En somme, le rachat d’Alstom par General Electric souligne l’importance de la collecte, de l’analyse et de la vérification des informations dans un monde globalisé où les entreprises et les gouvernements doivent naviguer dans un labyrinthe de concurrence économique, de manœuvres politiques et de risques juridiques. Cette affaire rappelle que dans les négociations commerciales internationales, la possession et la compréhension d’informations exactes et opportunes sont aussi cruciales que les ressources financières ou les atouts stratégiques.
4. L’Acquisition de WhatsApp par Facebook (2014)
Avant l’acquisition par Facebook, en 2014, WhatsApp était remarqué pour sa croissance exponentielle, avec des centaines de millions d’utilisateurs actifs dans le monde. Son service de messagerie simple, rapide et sécurisé avait capturé une part importante du marché, dépassant bon nombre de ses concurrents. Facebook, dirigé par Mark Zuckerberg, reconnaissait l’importance croissante de la messagerie mobile dans la communication numérique et cherchait à rattraper son retard dans ce domaine. L’entreprise venait d’essuyer un refus de rachat de la part de Snapchat. L’acquisition potentielle de WhatsApp représentait donc une opportunité stratégique pour Facebook.

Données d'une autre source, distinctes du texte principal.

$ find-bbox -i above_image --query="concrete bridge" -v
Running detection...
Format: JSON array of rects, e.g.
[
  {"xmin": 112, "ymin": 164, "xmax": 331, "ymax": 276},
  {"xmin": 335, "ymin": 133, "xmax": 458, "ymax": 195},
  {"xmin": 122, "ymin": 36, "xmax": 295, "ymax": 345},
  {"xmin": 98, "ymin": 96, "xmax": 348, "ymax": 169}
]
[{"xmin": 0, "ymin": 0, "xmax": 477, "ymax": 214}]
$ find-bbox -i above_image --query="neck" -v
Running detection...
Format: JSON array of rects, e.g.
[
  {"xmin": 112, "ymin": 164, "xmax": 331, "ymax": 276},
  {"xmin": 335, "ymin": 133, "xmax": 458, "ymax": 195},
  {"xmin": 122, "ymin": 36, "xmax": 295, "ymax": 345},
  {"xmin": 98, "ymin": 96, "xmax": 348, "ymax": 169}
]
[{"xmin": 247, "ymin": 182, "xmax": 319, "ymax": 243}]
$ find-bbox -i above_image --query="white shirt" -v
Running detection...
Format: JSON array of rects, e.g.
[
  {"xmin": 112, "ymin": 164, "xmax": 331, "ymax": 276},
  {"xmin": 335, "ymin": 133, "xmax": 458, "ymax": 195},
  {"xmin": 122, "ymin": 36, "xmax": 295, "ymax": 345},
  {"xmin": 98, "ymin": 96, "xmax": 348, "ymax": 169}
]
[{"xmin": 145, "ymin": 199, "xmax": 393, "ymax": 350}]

Les négociations entre Facebook et WhatsApp ont été menées en toute confidentialité. Les deux parties ont tenu plusieurs réunions secrètes, notamment dans la villa de Mark Zuckerberg. Facebook a d’abord fait une offre importante, reconnaissant la valeur et le potentiel futur de WhatsApp. Cependant, Jan Koum (co-fondateur de WhatsApp) et son équipe étaient préoccupés par la préservation de la vision et de l’autonomie de WhatsApp.

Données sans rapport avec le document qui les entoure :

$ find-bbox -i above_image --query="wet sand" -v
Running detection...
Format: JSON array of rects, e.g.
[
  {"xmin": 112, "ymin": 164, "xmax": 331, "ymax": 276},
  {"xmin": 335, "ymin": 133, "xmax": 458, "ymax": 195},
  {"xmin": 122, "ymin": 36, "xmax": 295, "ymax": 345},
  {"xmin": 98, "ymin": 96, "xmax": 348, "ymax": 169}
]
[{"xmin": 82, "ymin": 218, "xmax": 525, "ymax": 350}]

Des points de tension ont émergé autour de questions telles que la protection de la vie privée des utilisateurs de WhatsApp, l’intégration des deux plateformes et la structure de leadership post-acquisition. Koum, en particulier, voulait s’assurer que WhatsApp resterait fidèle à ses principes de base, y compris l’absence de publicités et le respect de la confidentialité des utilisateurs.

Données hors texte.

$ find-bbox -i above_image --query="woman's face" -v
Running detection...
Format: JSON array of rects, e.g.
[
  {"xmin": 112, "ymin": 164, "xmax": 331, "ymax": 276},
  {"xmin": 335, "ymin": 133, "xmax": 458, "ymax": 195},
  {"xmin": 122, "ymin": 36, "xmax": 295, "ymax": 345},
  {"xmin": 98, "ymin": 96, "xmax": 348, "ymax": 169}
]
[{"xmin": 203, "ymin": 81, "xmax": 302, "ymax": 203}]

Après quelques semaines de négociations, les deux parties ont finalement convenu d’un accord où Facebook acquerrait WhatsApp pour 19 milliards de dollars. Le plus gros contrat sur Internet depuis le rachat de Compaq par Hewlett Packard (pour 25 milliards de dollars) dix ans plus tôt a été conclu le week-end de la Saint-Valentin dans les bureaux des avocats de WhatsApp. Les dirigeants de WhatsApp ont eu peu de temps pour examiner les détails, comme la clause sur la monétisation. In fine, le montant était tel qu’ils n’ont pu refuser. D’autant que Mark Zuckerberg a joué de séduction, assurant aux dirigeants de WhatsApp qu’ils n’auraient « aucune pression » sur la monétisation pendant les cinq années suivantes. A ce jour, WhatsApp ne diffuse toujours pas de publicités, même si cela pourrait changer à l’avenir.
La somme de l’accord représente un record à plusieurs titres. Il s’agit d’abord de la plus grosse opération dans le secteur du high-tech depuis. Ensuite, parce que le prix payé est élevé : Facebook a déboursé 42 dollars par abonné.
L’impact de l’accord sur le marché des réseaux sociaux a été considérable. Il a non seulement renforcé la position de Facebook en tant que leader dominant dans l’espace de communication numérique mais a également déclenché une série d’acquisitions et de consolidations dans l’industrie. Cela a également soulevé des questions et des préoccupations réglementaires sur la concentration du pouvoir dans les mains de quelques plateformes et sur la protection de la vie privée des utilisateurs.